Siri ladeó la cabeza. Entonces sonrió.

—Eres un buen hombre, Sondeluz. Lo supe incluso cuando te burlabas de mí. No pretendes hacer ningún daño. ¿Es parte de tu personaje?

—Por supuesto —contestó sonriendo—. Pero no estoy seguro de qué es lo que convence a la gente para que confíe en mí. Lo eliminaría si pudiera. Sólo sirve para que la gente espere demasiado. Tú practica un poco lo que te he dicho. Lo mejor que tiene estar encerrado en esta hermosa prisión es que puedes hacer algo bueno, puedes cambiar las cosas. He visto a otros hacerlo. Gente que respetaba. Aunque no haya muchos de ésos en la corte últimamente.

—Muy bien. Lo haré.

—Estás buscando algo… Lo noto. Y tiene que ver con los sacerdotes. No hagas demasiado ruido hasta que estés lista para golpear. Súbita y sorprendente, así es como tienes que ser. No quieras aparecer demasiado indefensa: la gente siempre sospecha del inocente. El truco es quedarte en la media. Tan lista como cualquiera. Así, todos asumirán que pueden derrotarte con un poco de ventaja.

Siri asintió.

—Parece filosofía idriana.

—Vinisteis de nosotros. O, tal vez, nosotros venimos de vosotros. Sea como sea, somos más parecidos de lo que nos hacen parecer nuestros aspectos externos. ¿Qué es la filosofía idriana de extrema sencillez excepto un medio de contraste con Hallandren? ¿Todos esos blancos que usáis? Eso os hace destacar a escala nacional. Actuáis como nosotros, actuamos como vosotros, sólo hacemos lo mismo de formas opuestas.

Ella asintió lentamente.

Sondeluz sonrió.

—Oh, y una cosa más. Por favor, no dependas demasiado de mí. Lo digo en serio. No te seré de mucha ayuda. Si tus planes salen mal en el último momento y corres peligro o te inquietas… no pienses en mí. Te fallaré. Eso lo prometo desde el fondo de mi corazón con absoluta sinceridad.
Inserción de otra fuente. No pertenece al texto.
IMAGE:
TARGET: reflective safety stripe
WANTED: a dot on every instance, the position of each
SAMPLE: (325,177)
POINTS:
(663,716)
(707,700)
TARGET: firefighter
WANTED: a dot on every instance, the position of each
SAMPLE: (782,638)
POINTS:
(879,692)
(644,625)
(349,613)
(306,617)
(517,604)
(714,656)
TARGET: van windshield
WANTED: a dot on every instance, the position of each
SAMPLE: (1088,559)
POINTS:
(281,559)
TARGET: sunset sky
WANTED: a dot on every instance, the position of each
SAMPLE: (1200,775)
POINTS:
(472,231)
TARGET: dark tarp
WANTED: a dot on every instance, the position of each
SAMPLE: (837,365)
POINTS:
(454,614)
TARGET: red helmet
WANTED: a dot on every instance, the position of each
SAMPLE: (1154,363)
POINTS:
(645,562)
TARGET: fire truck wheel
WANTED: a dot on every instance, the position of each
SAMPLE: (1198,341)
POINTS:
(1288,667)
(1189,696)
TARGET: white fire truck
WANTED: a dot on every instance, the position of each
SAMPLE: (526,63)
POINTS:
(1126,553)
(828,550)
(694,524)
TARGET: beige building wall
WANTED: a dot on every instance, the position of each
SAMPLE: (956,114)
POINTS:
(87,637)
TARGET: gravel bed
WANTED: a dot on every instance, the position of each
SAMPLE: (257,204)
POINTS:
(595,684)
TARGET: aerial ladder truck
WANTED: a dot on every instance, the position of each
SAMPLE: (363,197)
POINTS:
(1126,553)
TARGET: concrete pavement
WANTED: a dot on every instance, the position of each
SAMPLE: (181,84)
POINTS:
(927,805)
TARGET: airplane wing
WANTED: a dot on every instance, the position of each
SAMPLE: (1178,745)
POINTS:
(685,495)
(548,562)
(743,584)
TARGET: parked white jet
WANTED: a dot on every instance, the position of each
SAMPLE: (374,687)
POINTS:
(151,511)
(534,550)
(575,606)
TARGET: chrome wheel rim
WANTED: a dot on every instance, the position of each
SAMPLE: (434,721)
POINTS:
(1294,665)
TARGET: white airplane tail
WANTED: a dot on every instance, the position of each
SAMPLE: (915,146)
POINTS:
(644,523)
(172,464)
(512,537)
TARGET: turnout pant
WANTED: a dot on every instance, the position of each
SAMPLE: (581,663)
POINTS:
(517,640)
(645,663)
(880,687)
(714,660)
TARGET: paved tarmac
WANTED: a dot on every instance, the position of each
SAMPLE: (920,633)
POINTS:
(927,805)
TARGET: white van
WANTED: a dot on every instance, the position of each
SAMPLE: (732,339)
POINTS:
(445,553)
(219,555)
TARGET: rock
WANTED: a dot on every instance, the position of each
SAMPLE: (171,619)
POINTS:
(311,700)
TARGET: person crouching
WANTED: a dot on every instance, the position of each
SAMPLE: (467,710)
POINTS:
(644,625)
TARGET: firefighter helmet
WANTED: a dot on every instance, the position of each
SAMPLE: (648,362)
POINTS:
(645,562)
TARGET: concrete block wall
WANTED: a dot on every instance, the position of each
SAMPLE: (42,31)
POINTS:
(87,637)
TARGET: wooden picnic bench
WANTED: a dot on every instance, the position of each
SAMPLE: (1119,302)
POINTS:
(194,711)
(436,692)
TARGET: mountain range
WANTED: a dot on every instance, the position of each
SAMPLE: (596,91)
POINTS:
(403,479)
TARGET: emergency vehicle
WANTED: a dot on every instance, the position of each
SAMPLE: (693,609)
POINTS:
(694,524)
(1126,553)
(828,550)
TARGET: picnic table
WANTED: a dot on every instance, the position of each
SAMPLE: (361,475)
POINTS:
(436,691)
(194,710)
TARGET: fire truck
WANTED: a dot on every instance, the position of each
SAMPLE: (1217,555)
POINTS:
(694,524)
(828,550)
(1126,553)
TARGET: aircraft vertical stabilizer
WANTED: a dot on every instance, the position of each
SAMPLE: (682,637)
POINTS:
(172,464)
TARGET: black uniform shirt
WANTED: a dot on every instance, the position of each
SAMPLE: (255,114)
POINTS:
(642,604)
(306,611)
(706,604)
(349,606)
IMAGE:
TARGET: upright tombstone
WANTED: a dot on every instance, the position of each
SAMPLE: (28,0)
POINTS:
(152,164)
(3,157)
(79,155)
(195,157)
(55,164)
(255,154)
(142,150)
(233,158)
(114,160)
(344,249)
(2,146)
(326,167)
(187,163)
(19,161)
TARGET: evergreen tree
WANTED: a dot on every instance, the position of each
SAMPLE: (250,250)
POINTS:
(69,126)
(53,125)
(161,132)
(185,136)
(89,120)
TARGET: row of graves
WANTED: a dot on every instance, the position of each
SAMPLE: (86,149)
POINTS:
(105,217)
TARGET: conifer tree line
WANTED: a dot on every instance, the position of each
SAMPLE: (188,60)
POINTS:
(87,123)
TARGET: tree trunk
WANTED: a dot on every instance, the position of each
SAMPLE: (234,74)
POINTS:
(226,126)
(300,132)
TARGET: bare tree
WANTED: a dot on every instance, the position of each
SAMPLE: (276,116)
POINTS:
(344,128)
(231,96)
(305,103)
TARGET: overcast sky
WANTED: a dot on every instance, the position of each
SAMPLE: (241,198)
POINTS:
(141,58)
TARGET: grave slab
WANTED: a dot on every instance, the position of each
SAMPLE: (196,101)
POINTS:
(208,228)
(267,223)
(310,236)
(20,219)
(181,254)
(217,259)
—Eres un hombre muy extraño.

—Producto de mi sociedad. Y como la mayor parte del tiempo mi sociedad consiste sólo en mí mismo, la culpa es de dios. Buen día, reina mía.

Tras esas palabras, regresó a su palco e hizo un gesto a sus sirvientas, que habían estado mirando preocupadas, para que finalmente se reunieran con ella.